Искатель, 1974 № 05 | страница 21



— А… Марина Сергеевна? — растерялся Гаичка. — Заболела?

Он понял, что сморозил какую-то глупость, когда увидел сердитые глаза старшего лейтенанта. Но оказалось, что Росляков сердился не на него.

— Марина Сергеевна уехала, — сухо сказал он.

— Куда?

— Домой. В Таллин.

— Почему в Таллин?

— Там у нее мама. И вообще…

— Но почему?

— Там все близкое, а здесь… — старший лейтенант грустно улыбнулся, — здесь даже поселок и тот — Далекий.

— Но почему? — повторил Гаичка растерянно.

— Этого, брат, нам с тобой не понять.

Он помолчал и вдруг дружески похлопал Гаичку по плечу.

— Ты-то чего горюешь? Библиотекарша будет. Сколько офицерских жен без работы…


Он запомнил тот поход до мелочей и, наверное, на всю жизнь, как стихотворение, выученное наизусть. Запомнил почему-то даже то, как, стоя на мостике, дергал пальцем тугие стропы, и они гудели, словно струны, и длинный зеленый вымпел изгибался, как волна, бегущая вдоль причальной стенки.

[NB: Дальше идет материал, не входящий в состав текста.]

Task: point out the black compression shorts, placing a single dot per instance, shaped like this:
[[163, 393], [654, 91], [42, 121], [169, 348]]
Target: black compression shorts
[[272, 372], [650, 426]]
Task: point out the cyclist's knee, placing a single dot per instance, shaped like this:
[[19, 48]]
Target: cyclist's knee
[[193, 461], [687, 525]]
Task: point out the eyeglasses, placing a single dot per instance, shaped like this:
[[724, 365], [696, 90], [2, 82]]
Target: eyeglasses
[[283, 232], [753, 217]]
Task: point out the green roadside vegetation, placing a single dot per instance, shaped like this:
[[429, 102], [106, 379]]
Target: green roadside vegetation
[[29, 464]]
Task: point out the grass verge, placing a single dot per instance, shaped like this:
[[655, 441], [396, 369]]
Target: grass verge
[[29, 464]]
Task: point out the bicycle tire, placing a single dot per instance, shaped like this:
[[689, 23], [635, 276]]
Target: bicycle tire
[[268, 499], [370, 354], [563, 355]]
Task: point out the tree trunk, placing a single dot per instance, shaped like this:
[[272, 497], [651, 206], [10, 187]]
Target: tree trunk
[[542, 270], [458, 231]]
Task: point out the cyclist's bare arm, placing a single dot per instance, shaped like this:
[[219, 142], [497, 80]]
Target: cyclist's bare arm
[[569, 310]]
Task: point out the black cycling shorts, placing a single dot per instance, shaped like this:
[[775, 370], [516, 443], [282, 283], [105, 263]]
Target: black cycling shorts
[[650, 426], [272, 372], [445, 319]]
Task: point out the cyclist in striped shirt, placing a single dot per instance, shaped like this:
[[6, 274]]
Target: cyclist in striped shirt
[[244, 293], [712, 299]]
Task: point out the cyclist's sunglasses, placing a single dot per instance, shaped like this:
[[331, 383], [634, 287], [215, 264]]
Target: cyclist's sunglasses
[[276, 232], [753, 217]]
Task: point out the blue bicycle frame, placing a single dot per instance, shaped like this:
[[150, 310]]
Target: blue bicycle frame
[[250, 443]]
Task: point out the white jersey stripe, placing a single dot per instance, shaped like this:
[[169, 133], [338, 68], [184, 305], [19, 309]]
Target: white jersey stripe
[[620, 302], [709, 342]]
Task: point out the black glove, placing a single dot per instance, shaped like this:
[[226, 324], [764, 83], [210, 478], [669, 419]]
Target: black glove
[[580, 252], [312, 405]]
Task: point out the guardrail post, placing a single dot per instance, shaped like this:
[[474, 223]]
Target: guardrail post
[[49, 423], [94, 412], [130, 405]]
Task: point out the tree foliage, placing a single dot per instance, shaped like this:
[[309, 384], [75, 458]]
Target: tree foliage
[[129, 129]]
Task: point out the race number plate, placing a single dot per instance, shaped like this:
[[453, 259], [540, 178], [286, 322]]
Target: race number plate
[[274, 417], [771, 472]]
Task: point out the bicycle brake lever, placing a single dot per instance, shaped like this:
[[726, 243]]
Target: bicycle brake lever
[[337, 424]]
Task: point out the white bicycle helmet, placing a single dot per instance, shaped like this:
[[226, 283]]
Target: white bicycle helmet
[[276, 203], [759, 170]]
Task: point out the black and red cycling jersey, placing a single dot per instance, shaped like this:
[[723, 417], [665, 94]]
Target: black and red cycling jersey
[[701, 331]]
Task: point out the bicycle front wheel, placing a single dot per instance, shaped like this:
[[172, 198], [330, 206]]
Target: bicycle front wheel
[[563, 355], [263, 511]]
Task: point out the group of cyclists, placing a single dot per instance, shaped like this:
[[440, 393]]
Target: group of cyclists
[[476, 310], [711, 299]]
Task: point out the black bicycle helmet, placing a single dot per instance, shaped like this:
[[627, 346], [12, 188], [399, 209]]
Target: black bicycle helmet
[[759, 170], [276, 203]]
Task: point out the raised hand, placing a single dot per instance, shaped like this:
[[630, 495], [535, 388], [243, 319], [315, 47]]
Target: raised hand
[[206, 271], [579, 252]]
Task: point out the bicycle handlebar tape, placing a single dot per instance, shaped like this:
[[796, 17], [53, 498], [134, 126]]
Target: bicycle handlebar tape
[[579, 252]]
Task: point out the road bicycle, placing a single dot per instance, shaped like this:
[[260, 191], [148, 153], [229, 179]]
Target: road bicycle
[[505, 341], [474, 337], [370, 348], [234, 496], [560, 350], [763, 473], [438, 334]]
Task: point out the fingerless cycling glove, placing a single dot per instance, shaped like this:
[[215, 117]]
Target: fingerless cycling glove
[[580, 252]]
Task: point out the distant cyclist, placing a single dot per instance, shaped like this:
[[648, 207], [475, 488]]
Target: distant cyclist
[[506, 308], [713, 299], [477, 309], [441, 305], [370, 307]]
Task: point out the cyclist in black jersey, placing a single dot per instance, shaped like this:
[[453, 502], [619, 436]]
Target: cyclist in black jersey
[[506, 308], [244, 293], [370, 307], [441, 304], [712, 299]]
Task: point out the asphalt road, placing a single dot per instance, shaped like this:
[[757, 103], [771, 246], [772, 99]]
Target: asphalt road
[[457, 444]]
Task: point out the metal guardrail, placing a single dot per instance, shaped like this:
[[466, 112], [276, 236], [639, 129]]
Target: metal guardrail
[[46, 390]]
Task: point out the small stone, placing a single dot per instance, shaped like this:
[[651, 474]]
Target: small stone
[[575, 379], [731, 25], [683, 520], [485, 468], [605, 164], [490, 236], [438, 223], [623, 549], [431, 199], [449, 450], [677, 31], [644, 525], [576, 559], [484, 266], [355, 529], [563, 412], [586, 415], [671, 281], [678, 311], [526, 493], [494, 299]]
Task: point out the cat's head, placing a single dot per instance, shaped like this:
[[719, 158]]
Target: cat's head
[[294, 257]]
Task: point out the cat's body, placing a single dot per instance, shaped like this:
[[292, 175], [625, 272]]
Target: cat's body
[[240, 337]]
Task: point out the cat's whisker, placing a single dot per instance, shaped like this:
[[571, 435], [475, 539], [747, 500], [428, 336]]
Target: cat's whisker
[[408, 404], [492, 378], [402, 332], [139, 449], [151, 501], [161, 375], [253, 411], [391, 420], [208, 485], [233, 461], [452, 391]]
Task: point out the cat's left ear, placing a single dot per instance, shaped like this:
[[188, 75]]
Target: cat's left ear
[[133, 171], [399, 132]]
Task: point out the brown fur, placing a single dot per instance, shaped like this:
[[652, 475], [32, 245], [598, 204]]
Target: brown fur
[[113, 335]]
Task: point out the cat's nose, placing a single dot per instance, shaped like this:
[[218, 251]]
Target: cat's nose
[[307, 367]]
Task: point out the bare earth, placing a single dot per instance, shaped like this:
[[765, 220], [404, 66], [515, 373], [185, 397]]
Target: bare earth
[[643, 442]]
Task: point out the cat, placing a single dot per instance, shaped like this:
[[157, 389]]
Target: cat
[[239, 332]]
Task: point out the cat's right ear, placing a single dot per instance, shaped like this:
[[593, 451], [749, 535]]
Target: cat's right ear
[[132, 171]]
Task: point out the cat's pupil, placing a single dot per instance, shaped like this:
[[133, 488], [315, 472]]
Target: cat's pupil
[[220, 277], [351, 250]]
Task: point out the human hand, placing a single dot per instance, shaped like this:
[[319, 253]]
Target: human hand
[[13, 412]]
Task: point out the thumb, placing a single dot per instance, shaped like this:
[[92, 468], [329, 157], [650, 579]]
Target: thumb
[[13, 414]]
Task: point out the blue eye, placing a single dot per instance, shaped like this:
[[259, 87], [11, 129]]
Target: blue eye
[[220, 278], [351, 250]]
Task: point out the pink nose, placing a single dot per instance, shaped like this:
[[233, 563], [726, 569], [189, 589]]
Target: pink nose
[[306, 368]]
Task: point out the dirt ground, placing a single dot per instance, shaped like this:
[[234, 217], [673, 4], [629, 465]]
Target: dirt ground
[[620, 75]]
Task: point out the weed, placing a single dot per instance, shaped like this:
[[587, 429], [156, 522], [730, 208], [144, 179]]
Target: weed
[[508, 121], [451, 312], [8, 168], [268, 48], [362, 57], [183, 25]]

За стропами блестели на солнце крыша камбузной надстройки и лежавшая поверх труба спасательного плотика. Двумя метрами дальше белел чехол кормовой артиллерийской установки. За ней виднелись уложенные под брезент бочонки глубинных бомб. А за кормой гладкой дорогой уходил вдаль широкий след корабля. По этой дороге, точно по середине ее, шел другой сторожевик, не приближаясь и не отставая, словно привязанный. Еще дальше виднелся силуэт крылатого корабля. Оба они были как черные аппликации, наклеенные на светлую даль. Над ними, над затуманенным горизонтом, полосой висели горы, похожие на облака. Они становились все ниже и расплывчатее, словно тонули в море.

Гаичка оглядывал эти дали, как полагалось наблюдателю, — от левого борта до правого и от правого до левого, и поминутно ловил себя на мысли, что не всматривается, а просто смотрит, не наблюдает, а любуется. Он встряхивал головой и старался окидывать горизонт равнодушно-деловым, недоверчивым взглядом, выискивая в волнах новые блики и точки. В этом и состояла его обязанность — смотреть да докладывать. И не раз было — открывал рот, чтобы доложить по всей форме, удивить офицеров наблюдательностью. Но всегда оказывалось, что точка на горизонте — лишь видимость, лишь блескучий гребень волны, по какой-то причине долго не опадающей, устойчивой. Он начал уже побаиваться своих глаз, жмурил их и снова до боли всматривался в мелькание бликов на порозовевшей, словно зажженной косым солнцем, поверхности моря. И все смотрел на подозрительные точки, не докладывая, боясь ошибиться. И когда увидел в вышине блеснувшую черточку самолета, тоже не доложил сразу, а подумал, что это блик, и стал дожидаться, когда он исчезнет, растворится в густой синеве вечернего неба.